Publié dans Paris-Normandie du 4 mars 2006
Le chikungunya provoque des douleurs articulaires terribles, mais c’est à croire qu’il a aussi paralysé le gouvernement français.
Un an après l’apparition du virus à la Réunion, le Premier ministre est arrivée cette semaine dans l’île meurtrie. Quel moustique a donc piqué les autorités de notre pays pour qu’enfin elles semblent prendre la mesure de la catastrophe humaine, économique et écologique qui se déroule à l’île de la Réunion ? En fait, il semble urgent de dissiper le parfum de scandale. Car de la gestion de la crise, on retiendra surtout jusqu’ici la volonté de camoufler l’ampleur de l’épidémie et la sous-estimation systématique de ses conséquences tant pour l’homme que pour le pays.
Jusqu’à aujourd’hui, le nombre officiel de personnes atteintes par le mal reste outrageusement inférieur aux estimations du corps médical sur place.
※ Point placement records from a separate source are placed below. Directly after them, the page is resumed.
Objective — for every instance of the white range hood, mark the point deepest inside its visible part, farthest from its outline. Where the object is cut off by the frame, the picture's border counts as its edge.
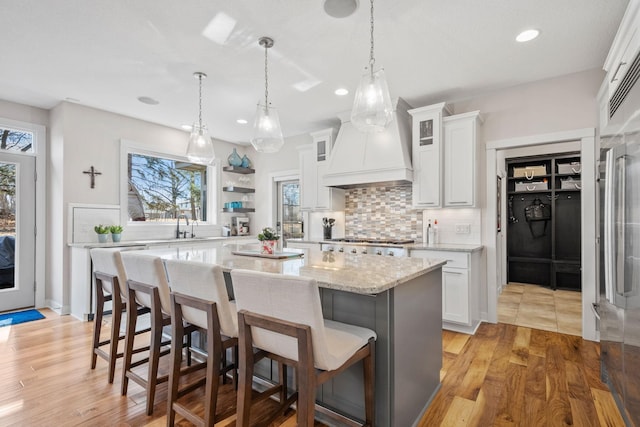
(368, 158)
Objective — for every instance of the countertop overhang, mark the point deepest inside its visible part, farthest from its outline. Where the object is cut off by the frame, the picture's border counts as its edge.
(356, 273)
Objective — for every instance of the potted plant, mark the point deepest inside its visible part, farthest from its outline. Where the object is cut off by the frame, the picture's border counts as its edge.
(116, 232)
(103, 232)
(268, 239)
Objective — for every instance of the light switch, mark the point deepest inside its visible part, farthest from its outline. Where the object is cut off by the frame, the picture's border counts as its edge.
(463, 228)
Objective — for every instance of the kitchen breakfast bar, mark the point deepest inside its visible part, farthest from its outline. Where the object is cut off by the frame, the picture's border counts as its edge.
(399, 298)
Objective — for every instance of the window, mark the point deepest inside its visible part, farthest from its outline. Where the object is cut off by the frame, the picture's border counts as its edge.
(16, 140)
(160, 187)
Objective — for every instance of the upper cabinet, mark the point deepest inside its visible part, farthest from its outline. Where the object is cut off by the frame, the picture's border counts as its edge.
(460, 146)
(427, 154)
(620, 60)
(444, 157)
(314, 160)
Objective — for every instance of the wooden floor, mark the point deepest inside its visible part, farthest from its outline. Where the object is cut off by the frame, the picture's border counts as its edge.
(539, 307)
(504, 375)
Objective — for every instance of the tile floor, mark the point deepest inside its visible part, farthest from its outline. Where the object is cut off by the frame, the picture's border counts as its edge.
(538, 307)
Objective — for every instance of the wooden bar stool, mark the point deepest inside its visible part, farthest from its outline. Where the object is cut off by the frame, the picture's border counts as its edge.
(199, 297)
(147, 285)
(282, 317)
(111, 282)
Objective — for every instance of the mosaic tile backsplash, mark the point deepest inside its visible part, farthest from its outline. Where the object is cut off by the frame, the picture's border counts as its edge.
(382, 212)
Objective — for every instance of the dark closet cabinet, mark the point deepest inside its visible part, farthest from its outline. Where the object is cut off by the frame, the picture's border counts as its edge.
(544, 252)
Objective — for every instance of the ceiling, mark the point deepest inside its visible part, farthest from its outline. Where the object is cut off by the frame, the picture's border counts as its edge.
(108, 53)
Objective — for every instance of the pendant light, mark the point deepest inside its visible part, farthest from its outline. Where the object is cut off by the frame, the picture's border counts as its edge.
(200, 148)
(267, 134)
(372, 109)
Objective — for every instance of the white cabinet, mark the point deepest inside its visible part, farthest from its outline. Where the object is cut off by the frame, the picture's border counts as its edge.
(427, 154)
(444, 157)
(461, 283)
(313, 165)
(460, 148)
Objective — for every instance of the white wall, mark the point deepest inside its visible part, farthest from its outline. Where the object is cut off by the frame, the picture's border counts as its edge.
(82, 137)
(544, 107)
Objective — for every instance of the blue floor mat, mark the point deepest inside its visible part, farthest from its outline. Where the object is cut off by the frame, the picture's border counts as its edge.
(20, 317)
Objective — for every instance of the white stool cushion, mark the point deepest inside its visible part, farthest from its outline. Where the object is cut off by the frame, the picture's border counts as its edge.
(204, 281)
(296, 299)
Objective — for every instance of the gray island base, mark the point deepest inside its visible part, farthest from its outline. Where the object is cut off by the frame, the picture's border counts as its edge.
(399, 298)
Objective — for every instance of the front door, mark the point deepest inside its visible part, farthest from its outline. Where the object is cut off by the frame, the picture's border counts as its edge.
(17, 231)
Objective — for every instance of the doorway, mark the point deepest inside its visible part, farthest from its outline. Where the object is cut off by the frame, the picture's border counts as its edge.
(581, 140)
(17, 231)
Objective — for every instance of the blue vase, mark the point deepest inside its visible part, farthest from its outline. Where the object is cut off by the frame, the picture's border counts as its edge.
(234, 159)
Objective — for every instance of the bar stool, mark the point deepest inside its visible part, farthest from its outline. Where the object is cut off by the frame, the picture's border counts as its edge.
(199, 297)
(282, 317)
(111, 282)
(147, 285)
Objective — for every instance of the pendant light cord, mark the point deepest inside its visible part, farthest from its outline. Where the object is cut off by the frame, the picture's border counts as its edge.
(200, 101)
(266, 77)
(371, 58)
Jusqu’au vénérable président de l’ordre des médecins de la Réunion qui avance le nombre de 260 000 malades quand François Baroin, ministre de l’Outre-Mer, n’en repère que la moitié.
Voici plus de 5 mois, le 13 octobre 2005, le Parti communiste réunionnais (PCR) par la voix du conseiller général Éric Fruteau constatait que face à l’épidémie de chikungunya, "les services de l’État ont failli à leur mission de protection de la santé publique". Et de déplorer que "non seulement il n’y a pas eu de déclin pendant l’hiver austral, mais cela risque de repartir de plus belle pendant l’été". Un constat fait en présence des médias réunionnais.
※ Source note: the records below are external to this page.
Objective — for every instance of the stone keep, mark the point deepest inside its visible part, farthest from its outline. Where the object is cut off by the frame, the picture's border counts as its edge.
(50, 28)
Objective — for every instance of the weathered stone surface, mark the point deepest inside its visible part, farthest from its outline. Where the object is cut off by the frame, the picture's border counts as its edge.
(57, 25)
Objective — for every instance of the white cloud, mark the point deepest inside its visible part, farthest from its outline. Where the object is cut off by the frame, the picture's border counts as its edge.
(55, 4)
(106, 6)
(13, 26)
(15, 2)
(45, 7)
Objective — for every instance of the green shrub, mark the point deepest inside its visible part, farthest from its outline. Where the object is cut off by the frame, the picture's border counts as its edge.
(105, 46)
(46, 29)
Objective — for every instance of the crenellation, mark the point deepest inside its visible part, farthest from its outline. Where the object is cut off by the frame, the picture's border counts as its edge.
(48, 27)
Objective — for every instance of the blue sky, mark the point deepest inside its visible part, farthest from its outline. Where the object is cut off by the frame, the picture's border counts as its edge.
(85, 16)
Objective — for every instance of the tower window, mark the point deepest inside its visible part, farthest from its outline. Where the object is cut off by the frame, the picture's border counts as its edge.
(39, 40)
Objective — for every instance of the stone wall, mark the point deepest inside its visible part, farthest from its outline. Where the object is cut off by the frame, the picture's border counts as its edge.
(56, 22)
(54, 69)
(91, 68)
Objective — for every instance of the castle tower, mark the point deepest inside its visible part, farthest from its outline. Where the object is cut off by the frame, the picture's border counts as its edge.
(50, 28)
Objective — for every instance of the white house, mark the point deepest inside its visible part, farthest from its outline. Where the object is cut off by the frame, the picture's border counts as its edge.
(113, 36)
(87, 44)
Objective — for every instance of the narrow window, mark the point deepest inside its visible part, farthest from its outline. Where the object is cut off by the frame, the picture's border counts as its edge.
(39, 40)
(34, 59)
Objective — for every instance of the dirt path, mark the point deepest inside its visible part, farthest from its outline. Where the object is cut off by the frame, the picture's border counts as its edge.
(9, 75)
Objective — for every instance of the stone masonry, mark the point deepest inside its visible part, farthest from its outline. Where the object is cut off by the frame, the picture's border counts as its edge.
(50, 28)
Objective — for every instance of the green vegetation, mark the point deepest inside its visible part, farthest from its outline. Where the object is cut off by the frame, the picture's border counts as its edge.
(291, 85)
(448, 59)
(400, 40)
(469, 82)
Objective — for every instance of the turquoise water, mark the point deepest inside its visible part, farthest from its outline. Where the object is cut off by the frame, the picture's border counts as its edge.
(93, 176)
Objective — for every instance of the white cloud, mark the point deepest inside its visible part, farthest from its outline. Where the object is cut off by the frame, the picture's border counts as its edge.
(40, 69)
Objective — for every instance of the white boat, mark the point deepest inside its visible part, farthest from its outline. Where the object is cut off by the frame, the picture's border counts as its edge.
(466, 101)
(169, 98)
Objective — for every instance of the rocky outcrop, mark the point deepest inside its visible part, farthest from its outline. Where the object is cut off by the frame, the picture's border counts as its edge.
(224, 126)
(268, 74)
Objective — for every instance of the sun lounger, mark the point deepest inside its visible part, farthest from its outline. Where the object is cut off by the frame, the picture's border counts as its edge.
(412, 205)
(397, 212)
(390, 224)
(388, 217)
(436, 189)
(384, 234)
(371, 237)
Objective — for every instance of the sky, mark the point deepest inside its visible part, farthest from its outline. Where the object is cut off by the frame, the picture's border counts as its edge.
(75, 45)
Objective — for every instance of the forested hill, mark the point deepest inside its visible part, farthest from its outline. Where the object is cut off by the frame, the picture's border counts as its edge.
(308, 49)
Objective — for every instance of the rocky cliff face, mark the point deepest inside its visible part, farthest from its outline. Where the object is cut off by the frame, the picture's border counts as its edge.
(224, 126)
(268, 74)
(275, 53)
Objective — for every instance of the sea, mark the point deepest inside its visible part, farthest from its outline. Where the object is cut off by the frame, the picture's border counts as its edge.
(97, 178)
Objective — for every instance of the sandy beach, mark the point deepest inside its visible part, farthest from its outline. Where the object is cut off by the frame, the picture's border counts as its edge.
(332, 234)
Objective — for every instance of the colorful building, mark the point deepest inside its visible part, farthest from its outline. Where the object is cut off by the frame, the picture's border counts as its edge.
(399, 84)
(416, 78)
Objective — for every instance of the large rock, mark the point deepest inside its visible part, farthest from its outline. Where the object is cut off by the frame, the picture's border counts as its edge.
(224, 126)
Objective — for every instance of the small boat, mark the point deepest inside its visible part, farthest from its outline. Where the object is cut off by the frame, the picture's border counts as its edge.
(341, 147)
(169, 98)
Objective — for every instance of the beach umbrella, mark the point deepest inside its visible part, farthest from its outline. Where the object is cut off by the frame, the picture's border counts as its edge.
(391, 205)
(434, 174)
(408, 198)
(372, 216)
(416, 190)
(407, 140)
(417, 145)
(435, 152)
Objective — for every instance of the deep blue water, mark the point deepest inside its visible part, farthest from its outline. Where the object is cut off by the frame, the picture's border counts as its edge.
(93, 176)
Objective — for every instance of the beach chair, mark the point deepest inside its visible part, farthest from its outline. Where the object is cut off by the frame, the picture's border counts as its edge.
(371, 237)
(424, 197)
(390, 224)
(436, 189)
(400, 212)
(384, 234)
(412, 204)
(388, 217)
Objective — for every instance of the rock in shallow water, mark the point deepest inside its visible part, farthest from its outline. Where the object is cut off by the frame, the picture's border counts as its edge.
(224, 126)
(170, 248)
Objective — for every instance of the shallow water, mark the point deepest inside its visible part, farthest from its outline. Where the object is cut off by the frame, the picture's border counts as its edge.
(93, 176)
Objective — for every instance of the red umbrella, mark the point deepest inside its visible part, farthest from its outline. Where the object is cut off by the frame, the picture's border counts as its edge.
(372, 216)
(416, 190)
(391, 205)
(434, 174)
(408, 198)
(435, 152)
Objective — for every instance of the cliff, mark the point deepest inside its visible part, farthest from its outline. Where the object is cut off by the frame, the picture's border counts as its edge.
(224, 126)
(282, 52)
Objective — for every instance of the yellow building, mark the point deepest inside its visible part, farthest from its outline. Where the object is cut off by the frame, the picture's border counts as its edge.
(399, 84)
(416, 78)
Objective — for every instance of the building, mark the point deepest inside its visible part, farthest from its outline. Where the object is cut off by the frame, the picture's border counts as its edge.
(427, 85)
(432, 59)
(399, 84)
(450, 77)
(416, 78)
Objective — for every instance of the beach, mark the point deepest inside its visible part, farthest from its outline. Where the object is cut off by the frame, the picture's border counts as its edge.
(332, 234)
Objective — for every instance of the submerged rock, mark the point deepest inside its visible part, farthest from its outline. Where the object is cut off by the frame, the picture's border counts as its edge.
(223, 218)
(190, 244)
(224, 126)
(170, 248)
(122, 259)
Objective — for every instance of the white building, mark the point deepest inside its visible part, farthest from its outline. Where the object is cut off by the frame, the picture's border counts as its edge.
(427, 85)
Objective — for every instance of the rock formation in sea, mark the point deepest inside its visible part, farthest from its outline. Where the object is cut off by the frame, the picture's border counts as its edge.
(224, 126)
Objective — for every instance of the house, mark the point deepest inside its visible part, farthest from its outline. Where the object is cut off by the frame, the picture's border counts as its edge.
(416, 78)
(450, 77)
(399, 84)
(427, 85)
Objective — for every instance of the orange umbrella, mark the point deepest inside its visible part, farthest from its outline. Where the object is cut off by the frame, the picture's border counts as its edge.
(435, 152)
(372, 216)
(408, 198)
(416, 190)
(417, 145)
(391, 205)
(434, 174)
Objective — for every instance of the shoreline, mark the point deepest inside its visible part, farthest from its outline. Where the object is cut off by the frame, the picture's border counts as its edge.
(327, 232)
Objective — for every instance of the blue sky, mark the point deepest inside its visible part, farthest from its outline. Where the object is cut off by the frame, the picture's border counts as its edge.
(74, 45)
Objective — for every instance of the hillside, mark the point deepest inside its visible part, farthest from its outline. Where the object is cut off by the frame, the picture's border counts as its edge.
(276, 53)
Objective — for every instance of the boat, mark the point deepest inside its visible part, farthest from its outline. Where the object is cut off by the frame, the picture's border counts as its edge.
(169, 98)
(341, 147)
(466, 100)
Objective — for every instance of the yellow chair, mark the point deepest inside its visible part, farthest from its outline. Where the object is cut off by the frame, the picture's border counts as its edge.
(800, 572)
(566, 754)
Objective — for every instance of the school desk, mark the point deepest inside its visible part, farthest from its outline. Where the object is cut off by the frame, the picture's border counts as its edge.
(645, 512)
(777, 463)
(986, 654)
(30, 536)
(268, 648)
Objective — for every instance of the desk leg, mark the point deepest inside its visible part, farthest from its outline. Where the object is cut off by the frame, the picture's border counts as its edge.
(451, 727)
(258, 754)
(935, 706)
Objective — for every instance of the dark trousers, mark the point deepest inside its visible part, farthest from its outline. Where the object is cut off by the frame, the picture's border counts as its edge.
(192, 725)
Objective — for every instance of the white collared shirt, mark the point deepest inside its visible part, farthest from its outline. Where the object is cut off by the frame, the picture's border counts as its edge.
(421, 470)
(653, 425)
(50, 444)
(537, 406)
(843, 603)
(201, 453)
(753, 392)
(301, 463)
Dans son édition du 23 décembre, le quotidien “Témoignages” notait que "le 13 octobre, face à la gravité de l’épidémie, le PCR en appelait déjà à la responsabilité de l’État, et le 19 octobre, la sénatrice Gélita Hoarau écrivait une première lettre en ce sens au ministre de l’Outre-mer François Baroin et une autre lettre le 10 novembre au ministre de la Santé Xavier Bertrand. Le 27 octobre et le 30 novembre, c’est le Conseil général qui alertait l’État".
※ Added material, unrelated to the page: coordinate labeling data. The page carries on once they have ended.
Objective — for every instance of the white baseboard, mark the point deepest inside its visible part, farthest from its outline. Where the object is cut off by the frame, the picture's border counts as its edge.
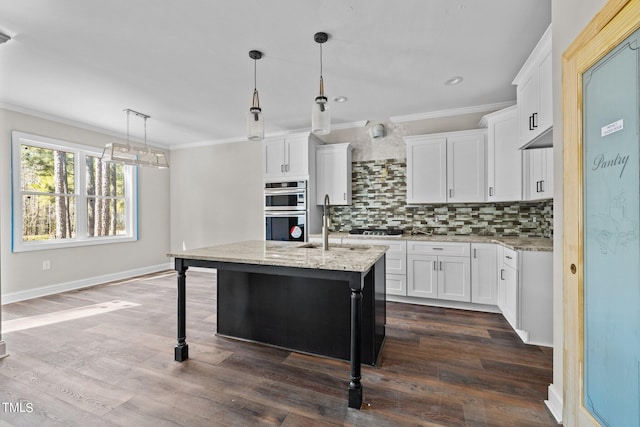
(555, 403)
(83, 283)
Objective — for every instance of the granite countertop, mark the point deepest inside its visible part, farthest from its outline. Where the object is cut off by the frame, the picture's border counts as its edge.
(341, 257)
(516, 243)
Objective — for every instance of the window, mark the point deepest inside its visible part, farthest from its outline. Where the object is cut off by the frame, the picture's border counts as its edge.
(63, 195)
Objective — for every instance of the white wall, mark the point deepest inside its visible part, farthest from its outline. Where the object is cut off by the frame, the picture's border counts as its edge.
(22, 275)
(216, 194)
(569, 17)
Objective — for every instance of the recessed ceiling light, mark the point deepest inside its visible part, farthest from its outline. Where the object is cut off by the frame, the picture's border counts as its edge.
(453, 81)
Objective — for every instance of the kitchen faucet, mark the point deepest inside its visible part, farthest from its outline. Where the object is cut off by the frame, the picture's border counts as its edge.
(325, 223)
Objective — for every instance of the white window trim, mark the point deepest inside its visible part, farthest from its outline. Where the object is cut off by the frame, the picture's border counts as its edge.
(81, 239)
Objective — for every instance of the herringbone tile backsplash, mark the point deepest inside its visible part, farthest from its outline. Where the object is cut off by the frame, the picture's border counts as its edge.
(379, 200)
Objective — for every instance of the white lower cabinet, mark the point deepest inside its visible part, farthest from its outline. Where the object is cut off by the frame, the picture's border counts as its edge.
(484, 273)
(439, 271)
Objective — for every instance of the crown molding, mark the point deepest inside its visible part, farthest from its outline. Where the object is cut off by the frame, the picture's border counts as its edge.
(452, 112)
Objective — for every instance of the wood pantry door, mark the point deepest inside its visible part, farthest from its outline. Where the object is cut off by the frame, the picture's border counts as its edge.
(601, 245)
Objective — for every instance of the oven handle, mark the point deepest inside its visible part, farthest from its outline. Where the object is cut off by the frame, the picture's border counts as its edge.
(283, 191)
(272, 214)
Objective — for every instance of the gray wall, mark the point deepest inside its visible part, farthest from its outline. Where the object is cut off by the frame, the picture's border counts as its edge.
(22, 273)
(569, 17)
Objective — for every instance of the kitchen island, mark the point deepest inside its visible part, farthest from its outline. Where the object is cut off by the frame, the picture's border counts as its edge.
(296, 296)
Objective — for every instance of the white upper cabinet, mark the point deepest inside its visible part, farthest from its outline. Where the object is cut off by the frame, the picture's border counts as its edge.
(538, 173)
(534, 95)
(333, 173)
(446, 167)
(504, 158)
(287, 159)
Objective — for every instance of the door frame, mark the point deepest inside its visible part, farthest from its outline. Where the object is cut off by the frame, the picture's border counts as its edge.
(614, 23)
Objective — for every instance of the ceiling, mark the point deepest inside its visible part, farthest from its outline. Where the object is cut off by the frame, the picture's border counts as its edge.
(186, 63)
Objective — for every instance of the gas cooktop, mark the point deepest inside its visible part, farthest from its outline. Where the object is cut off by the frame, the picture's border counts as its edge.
(381, 232)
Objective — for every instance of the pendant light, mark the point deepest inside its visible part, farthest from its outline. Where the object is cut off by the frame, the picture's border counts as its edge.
(320, 116)
(255, 120)
(130, 154)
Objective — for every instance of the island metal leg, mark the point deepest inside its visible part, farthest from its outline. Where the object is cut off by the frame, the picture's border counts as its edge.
(355, 387)
(182, 349)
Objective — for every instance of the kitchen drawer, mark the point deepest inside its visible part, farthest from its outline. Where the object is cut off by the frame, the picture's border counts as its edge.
(438, 248)
(396, 284)
(396, 247)
(510, 258)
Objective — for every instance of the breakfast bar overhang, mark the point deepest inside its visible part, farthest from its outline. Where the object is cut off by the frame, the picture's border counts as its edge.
(296, 296)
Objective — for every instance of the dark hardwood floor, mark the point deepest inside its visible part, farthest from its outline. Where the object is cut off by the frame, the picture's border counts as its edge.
(439, 367)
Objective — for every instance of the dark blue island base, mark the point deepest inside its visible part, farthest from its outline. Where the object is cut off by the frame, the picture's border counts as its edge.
(332, 313)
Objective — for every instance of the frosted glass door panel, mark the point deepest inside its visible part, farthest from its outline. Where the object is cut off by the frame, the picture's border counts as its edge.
(611, 245)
Ces alertes des élus communistes sont restées lettres mortes jusqu’à la médiatisation du chikungunya. Le moins que l’on puisse dire, c’est que le gouvernement n’a pas vu venir ou voulu voir venir cette crise sanitaire majeure.
Paul Vergès (PCR), président du Conseil régional, n’est pas seul à parler de “ dix mois perdus ”. Ce sont des médecins qui interrogent : pourquoi une aussi longue inertie ? “ Pourquoi projeter sur les Réunionnais la responsabilité de la propagation du virus alors que les choses dès le départ n’ont pas été prises au sérieux par les autorités ? ”
Depuis l’île, on observe les précautions prises pour contrer la grippe aviaire, les décisions qui suivent immédiatement la progression de l’épizootie. Le parallèle est édifiant : mieux vaut être poulet en métropole que créole sous les tropiques.